Mumbai-Bhopal | Bhopal-Mumbai (round trip)
[Stone and Faith: Chronicles of the Pagoda at Sangchi]
Most Chinese who come to Bhopal come for the Sanchi Pagoda.
The sun was high overhead, like a fire. I stood in front of the Sanchi Stupa and looked at this huge stone building. It stands there quietly, and has been so for more than two thousand years. The tower is sandy in color and looks a little pale in the sunlight. Four stone gates stand in four directions, like guards or some kind of mysterious reminders.
I stepped onto the hot stone steps, the heat of the stone coming through the soles of my shoes, and the air was filled with the smell of dust and dried grass. A monk walked slowly past me. He was wearing a red robe, with steady steps and a calm look. He knew where he was going, and it showed.
I stood there and thought of the story of Ashoka. Once upon a time, he was a king who conquered all over the world and killed countless people. Then one day, he turned to Buddhism. Perhaps people must first experience countless deaths before they begin to desire peace. These things are always like this.
The main tower is 16.5 meters high, like an inverted bowl, sitting firmly on the foundation. There are four square railings on the top of the tower with stone pillars in the middle. Simple shapes, precise proportions. The ancient Indians knew how to turn mathematics into a symbol of faith.
I stood in front of the first stone door, stroking the reliefs with my fingers. Elephants, lions, dancers, merchants, all carved in stone, vivid and alive. There is no image of the Buddha. They used a tree, a wheel, and a footprint to represent Buddha. Sometimes absence is more powerful than presence.
The stone was rough but polished to a shine in places, where the hands of tourists had long left their marks on it. The stone will remember these traces, just like remembering the body temperature of countless people, and remain here from generation to generation.
At noon, the sunlight became dazzling. Tourists retreated into museums. I sat down in front of the tower, my shadow shrank into a small piece, and it was very quiet around me.

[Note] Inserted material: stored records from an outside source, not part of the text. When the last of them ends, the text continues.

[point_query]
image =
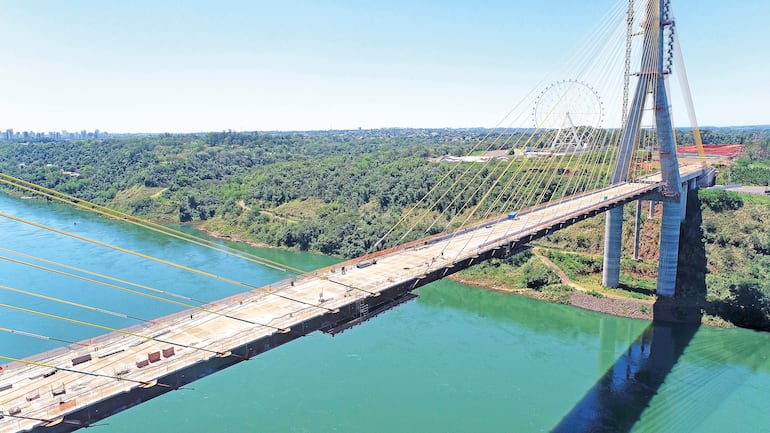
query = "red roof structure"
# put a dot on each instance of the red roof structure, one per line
(721, 150)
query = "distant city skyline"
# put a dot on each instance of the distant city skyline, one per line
(154, 67)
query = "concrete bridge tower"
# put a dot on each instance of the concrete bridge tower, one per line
(652, 79)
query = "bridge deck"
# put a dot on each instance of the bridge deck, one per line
(203, 342)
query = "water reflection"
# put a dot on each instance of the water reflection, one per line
(617, 401)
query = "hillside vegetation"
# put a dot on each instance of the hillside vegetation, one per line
(338, 192)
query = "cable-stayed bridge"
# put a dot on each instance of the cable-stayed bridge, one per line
(580, 169)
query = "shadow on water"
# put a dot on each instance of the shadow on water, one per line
(616, 402)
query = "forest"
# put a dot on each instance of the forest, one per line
(338, 192)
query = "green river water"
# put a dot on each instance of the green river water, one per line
(457, 359)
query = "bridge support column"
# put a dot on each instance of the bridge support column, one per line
(669, 247)
(637, 228)
(683, 204)
(613, 235)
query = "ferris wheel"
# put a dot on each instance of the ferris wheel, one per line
(568, 104)
(571, 110)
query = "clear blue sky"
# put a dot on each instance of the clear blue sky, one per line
(175, 66)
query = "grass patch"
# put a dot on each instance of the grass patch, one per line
(299, 209)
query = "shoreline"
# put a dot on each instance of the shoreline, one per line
(232, 238)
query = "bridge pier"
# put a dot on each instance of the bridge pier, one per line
(673, 213)
(613, 235)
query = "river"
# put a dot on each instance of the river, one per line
(457, 359)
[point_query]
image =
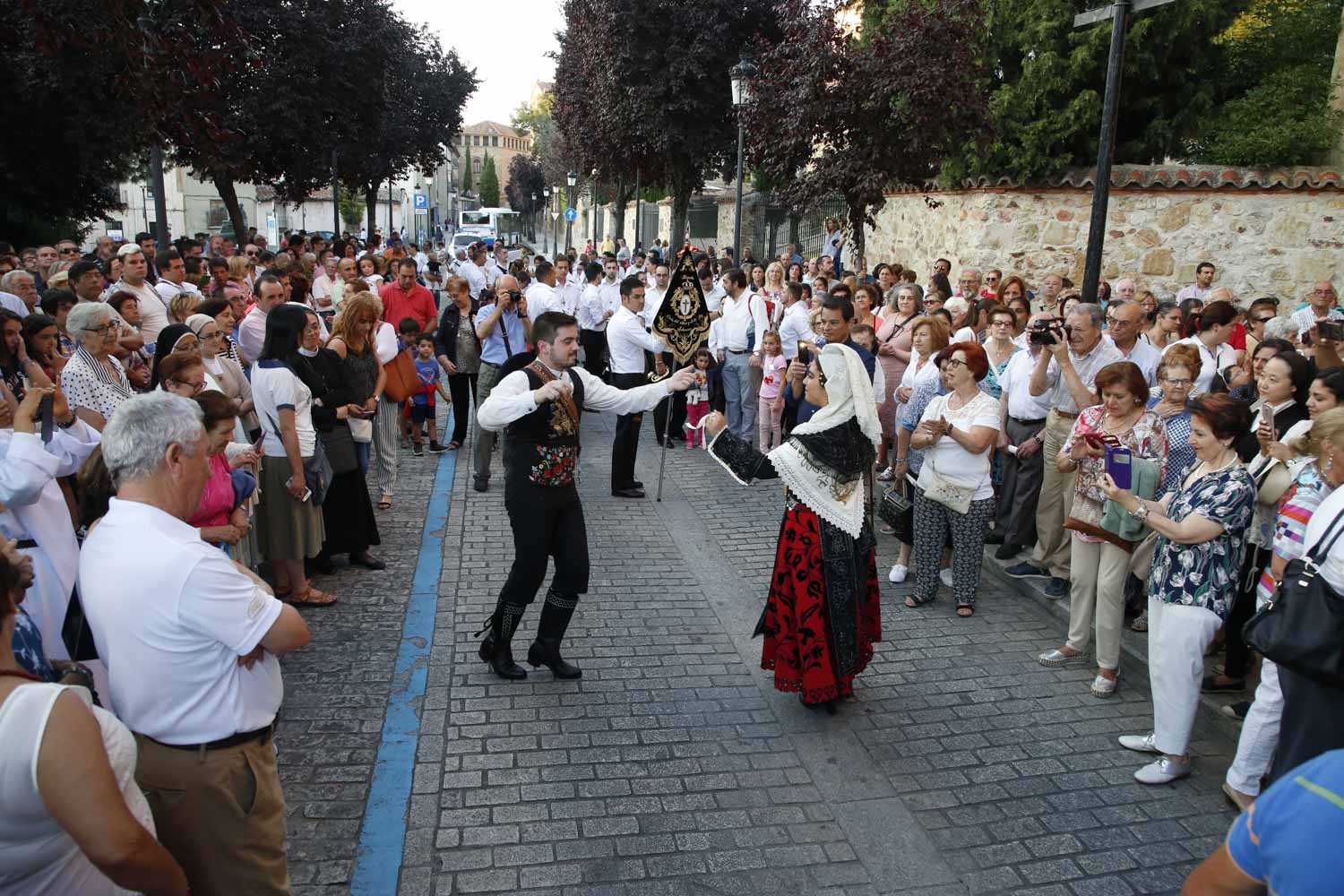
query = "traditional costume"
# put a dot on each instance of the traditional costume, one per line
(542, 500)
(823, 614)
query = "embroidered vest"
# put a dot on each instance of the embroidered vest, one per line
(543, 446)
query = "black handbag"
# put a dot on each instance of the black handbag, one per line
(1303, 625)
(339, 445)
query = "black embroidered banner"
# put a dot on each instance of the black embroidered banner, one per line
(683, 322)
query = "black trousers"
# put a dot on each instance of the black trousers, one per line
(461, 386)
(547, 522)
(676, 402)
(594, 351)
(626, 444)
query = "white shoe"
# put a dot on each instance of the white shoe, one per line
(1140, 743)
(1163, 771)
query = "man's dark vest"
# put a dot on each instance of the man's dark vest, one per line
(543, 446)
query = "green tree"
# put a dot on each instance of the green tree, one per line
(1046, 83)
(489, 185)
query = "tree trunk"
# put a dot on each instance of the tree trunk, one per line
(225, 185)
(371, 209)
(857, 238)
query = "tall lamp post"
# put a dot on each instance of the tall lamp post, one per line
(741, 78)
(569, 226)
(546, 231)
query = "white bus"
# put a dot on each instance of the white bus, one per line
(500, 223)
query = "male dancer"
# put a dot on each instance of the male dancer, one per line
(540, 406)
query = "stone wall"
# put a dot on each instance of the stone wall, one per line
(1265, 241)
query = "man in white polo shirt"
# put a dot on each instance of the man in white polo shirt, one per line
(191, 645)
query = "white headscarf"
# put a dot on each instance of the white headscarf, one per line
(849, 395)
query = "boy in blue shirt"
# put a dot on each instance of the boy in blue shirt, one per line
(422, 402)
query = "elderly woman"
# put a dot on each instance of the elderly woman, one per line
(1260, 737)
(823, 614)
(1201, 541)
(894, 352)
(957, 433)
(223, 371)
(93, 381)
(1099, 567)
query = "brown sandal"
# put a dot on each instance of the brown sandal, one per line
(311, 597)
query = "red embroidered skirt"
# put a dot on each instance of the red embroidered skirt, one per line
(796, 643)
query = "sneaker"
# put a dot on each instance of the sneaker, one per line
(1163, 771)
(1140, 743)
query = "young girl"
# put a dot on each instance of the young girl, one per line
(698, 397)
(771, 400)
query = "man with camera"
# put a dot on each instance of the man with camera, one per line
(504, 331)
(1064, 378)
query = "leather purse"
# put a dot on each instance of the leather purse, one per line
(1301, 627)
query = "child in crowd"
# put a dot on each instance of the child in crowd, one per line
(867, 338)
(771, 401)
(422, 402)
(698, 397)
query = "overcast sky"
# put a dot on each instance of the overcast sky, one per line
(505, 40)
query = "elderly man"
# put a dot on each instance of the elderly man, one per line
(1066, 378)
(134, 271)
(191, 642)
(252, 332)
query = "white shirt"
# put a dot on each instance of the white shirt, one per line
(796, 325)
(171, 616)
(1015, 382)
(626, 340)
(1305, 317)
(1210, 362)
(738, 317)
(476, 280)
(1056, 392)
(1147, 358)
(513, 398)
(953, 461)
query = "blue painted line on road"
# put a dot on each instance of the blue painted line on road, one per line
(378, 858)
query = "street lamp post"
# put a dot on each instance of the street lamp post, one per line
(569, 226)
(741, 77)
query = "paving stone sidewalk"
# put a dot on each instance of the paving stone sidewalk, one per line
(675, 767)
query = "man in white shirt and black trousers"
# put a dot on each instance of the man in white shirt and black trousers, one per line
(540, 405)
(626, 341)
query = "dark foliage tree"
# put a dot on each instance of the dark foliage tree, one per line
(489, 185)
(870, 112)
(94, 80)
(642, 88)
(408, 105)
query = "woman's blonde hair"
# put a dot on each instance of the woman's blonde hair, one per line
(937, 331)
(351, 309)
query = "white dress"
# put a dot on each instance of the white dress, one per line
(37, 856)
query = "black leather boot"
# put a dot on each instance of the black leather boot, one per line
(550, 630)
(497, 648)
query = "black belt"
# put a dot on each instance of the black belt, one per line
(223, 743)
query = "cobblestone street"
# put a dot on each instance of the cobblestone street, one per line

The wind blew gently, as if the stones were whispering something.
This tower has seen a lot. I have seen dynasties rise and fall, and religions flourish and decline. I've seen the jungle consume it, and I've seen humans find it again. The stone cannot speak, but it knows that it has enough time to wait until everything is over.
In 1818, a lost British officer discovered it. The pagoda had been forgotten for hundreds of years, with trees growing in the cracks of the rocks and vines covering the reliefs. But still it stood there, waiting.
Now, people come from far and wide with cameras in hand, hoping to understand the tower's secrets. Want to find those past years. But we all know that the past cannot be peeped into. We can only stand here quietly and let the sun, breeze and stone tell us the story they want to tell.
I stood in front of the tower again, and my shadow became very short. Birds fly over the top of the tower. They don't care where it is. To them, it is just a place to stop for a moment.
At 2pm, I left. Maybe I'll come again next time, maybe not. To the Tower, it didn't matter. It will still stand here, guarding its story until the next dynasty, the next civilization.
The Pagoda of Sanchi is a poem written in stone, a fable about eternity. It doesn't need fancy words. A stone is a stone, and a belief is a belief. Time passes, but some things never change.